Debbie Millman — Some of the best companies today are showing quite a lot of courage and supporting non-neutral stances. Often, they are quite opinionated. How do you and the team at WeTransfer feel about that? What are some of the ramifications or results of that position?
Georg Petschnigg — We have to take a stand. On culture. On technology. On politics. Not because we think we are right, but because we think it’s the responsible thing to do. Technology plays an outsized role in our lives and is never neutral. We need to own it. Take our advertising product. 30% of our ad inventory, billions of impressions, are devoted towards causes like Gun Control, and voices across many different communities.
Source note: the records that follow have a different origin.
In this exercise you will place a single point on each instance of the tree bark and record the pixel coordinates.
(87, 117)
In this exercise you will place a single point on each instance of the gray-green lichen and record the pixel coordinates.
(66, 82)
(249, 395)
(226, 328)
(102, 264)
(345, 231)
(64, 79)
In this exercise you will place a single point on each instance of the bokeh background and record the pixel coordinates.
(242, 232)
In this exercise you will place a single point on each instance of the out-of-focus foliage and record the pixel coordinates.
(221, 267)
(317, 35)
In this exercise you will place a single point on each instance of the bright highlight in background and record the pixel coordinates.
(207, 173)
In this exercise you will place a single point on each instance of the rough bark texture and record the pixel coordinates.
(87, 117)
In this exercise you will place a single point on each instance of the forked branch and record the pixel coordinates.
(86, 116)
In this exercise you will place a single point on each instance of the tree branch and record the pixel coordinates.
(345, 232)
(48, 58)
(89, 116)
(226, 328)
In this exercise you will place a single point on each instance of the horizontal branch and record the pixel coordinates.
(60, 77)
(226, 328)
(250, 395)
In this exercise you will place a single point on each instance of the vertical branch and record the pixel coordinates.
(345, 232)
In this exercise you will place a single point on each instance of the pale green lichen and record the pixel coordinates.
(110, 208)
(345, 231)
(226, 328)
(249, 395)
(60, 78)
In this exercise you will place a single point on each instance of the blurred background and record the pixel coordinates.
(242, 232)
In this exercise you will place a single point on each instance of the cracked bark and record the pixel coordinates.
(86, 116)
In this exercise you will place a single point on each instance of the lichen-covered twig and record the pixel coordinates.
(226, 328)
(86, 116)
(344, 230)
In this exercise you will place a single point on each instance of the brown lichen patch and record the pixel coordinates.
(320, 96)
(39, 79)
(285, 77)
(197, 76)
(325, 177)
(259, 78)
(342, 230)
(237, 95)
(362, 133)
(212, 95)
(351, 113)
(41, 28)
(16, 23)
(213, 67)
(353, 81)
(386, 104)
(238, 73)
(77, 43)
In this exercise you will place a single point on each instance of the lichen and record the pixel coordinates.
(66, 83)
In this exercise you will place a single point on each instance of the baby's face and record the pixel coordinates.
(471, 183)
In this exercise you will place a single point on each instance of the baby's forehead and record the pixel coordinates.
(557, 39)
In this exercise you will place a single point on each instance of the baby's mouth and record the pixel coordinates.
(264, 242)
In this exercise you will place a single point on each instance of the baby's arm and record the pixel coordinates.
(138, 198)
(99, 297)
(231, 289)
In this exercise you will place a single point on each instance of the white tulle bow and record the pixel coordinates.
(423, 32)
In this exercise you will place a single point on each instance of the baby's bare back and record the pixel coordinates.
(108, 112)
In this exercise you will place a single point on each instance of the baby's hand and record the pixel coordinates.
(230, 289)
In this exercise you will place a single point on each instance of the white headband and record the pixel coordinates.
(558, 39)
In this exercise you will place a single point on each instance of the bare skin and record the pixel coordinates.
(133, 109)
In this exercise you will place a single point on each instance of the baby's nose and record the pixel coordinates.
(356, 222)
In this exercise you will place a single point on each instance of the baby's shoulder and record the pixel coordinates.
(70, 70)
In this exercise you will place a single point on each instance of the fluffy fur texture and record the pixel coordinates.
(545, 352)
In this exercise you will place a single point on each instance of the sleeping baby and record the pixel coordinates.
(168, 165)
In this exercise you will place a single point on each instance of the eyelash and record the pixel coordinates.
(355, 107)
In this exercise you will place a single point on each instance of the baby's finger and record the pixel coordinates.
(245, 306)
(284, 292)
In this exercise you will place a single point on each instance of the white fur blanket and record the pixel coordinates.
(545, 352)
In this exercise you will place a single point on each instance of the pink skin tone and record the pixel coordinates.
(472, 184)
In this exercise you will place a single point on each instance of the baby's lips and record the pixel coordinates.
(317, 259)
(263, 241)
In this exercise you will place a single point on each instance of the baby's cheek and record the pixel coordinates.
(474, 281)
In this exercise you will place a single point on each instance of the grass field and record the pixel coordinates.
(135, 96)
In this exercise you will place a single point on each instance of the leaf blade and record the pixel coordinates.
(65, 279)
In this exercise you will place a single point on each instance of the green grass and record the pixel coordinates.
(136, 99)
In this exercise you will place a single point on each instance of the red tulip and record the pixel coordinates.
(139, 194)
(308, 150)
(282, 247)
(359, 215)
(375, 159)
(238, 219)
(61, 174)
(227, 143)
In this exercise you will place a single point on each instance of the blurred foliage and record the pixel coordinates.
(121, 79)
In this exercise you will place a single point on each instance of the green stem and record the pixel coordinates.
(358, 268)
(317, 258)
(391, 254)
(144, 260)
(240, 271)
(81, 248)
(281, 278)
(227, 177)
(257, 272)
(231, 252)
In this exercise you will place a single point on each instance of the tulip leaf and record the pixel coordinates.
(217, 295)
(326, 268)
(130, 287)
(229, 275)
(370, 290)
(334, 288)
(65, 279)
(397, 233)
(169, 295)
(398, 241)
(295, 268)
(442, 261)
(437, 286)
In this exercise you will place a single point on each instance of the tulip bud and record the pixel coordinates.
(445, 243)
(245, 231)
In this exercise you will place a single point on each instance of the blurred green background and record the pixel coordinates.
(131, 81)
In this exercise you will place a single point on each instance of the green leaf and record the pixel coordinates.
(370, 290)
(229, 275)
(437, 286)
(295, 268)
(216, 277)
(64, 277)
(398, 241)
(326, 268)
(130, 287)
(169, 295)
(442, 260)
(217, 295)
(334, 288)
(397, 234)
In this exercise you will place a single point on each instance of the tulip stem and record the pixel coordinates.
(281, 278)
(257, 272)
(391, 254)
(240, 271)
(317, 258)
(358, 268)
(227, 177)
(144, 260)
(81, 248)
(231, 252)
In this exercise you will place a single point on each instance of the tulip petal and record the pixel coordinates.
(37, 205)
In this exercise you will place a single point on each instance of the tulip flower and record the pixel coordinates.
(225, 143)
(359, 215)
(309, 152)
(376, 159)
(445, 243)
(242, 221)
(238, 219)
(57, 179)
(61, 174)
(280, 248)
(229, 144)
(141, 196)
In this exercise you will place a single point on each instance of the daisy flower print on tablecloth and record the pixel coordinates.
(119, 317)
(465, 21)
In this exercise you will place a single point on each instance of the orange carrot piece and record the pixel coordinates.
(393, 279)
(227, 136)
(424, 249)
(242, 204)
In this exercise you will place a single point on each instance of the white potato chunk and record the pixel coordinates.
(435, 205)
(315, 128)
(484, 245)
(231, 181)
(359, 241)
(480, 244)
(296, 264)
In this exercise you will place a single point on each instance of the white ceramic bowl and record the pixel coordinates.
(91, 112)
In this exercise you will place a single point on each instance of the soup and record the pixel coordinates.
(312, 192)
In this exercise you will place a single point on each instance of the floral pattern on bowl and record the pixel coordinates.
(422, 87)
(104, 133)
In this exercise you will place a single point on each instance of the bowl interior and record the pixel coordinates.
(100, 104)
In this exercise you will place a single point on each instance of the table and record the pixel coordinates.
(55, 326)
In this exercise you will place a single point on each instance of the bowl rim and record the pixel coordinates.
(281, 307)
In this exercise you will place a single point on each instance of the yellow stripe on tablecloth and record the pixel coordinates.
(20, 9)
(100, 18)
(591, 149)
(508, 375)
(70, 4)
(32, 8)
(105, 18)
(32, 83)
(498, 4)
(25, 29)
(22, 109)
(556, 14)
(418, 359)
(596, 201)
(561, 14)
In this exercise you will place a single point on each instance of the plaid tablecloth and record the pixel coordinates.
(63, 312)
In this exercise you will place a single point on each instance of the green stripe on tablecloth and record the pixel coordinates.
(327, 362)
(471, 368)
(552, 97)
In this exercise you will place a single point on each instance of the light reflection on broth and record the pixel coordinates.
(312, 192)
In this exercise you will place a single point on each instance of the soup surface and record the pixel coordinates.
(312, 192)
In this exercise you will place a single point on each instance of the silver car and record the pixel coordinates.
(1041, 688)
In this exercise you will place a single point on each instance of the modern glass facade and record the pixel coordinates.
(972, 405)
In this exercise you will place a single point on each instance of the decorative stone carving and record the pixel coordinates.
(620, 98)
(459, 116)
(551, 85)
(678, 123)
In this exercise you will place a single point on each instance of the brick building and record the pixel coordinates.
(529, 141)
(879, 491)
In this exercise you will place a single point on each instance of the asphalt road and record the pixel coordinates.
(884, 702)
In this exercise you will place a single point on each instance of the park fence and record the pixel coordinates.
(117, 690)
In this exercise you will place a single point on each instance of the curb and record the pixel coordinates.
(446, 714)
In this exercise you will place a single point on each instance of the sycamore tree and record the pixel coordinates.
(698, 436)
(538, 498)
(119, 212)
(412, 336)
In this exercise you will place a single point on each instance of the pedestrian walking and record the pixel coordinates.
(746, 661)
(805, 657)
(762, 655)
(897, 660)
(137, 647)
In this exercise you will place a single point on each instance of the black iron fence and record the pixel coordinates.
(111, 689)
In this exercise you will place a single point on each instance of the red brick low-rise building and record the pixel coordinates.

Our editorial platform WePresent demonstrates this most vividly. WePresent puts diversity at the center of the stories it tells – whether that's age, race, geography, gender or sexuality. Put simply, more voices = better ideas. This gives our employees the permission to take a stance as well, to agree or disagree, and it’s that creative tension that gives rise to the best solutions.
Debbie Millman — Do you ever get worried you might alienate members of your audience? How do you keep your courage steadfast?
Georg Petschnigg — Yes, this is a worry, and it applies to our audience and also our employees. Keep in mind one of the most visible products WeTransfer has is our wallpapers. These are billboard like ads for the internet. They are a reflection of the brands that advertise with us, but also of WeTransfer itself. The choice of what ad to run can cause alienation or lengthy debate. I recall a very heated discussion whether to show a cannabis ad or not. Our team from Venice California, exposed to the luxury cannabis boom in the US, was in favor. Our team in Amsterdam, with decades of experience with coffee shop culture and open tolerance, saw a much more complex picture. I realized I had an oversimplified view of Amsterdam’s approach to tolerance.
Courage and strength are related. You build both by taking strong positions and maintaining optimal tension. This requires giving yourself the permission, and also a supportive environment, to take those positions in the first place. You get none of this growth if you believe your position is neutral. Courage means speaking from the “cor”, latin for heart.
“I’d like to return to the internet as the greatest invention for idea exchange.”
Debbie Millman — We are living in a day and age where American adults spend an average of more than six hours a day on the internet. How can we use design thinking to navigate our online behavior?
Georg Petschnigg — The internet was conceived for idea exchange. It is a triumph of human ingenuity and cooperation. However, today immensely powerful platform companies set the rules for discovery (search) and discourse (social media). Maximizing engagement and profits came with the cost of distraction, isolation and polarization. I’d like to return to the internet as the greatest invention for idea exchange. Design thinking as an approach here may be too incremental. We need to envision a world where things are not as they are. That requires vision. And bringing it to life is a social process.
Debbie Millman — I love the idea of discovery being about search and discourse about social media. Do you think we’ll ever get to a point where we have best practices put in place for a more just and tolerant form of discourse?
Georg Petschnigg — Absolutely. I fundamentally believe humans are the most noble creatures that exists. Every invention from stick, to stone, to printing press contains a promise for good or harm. And every time the merits have won.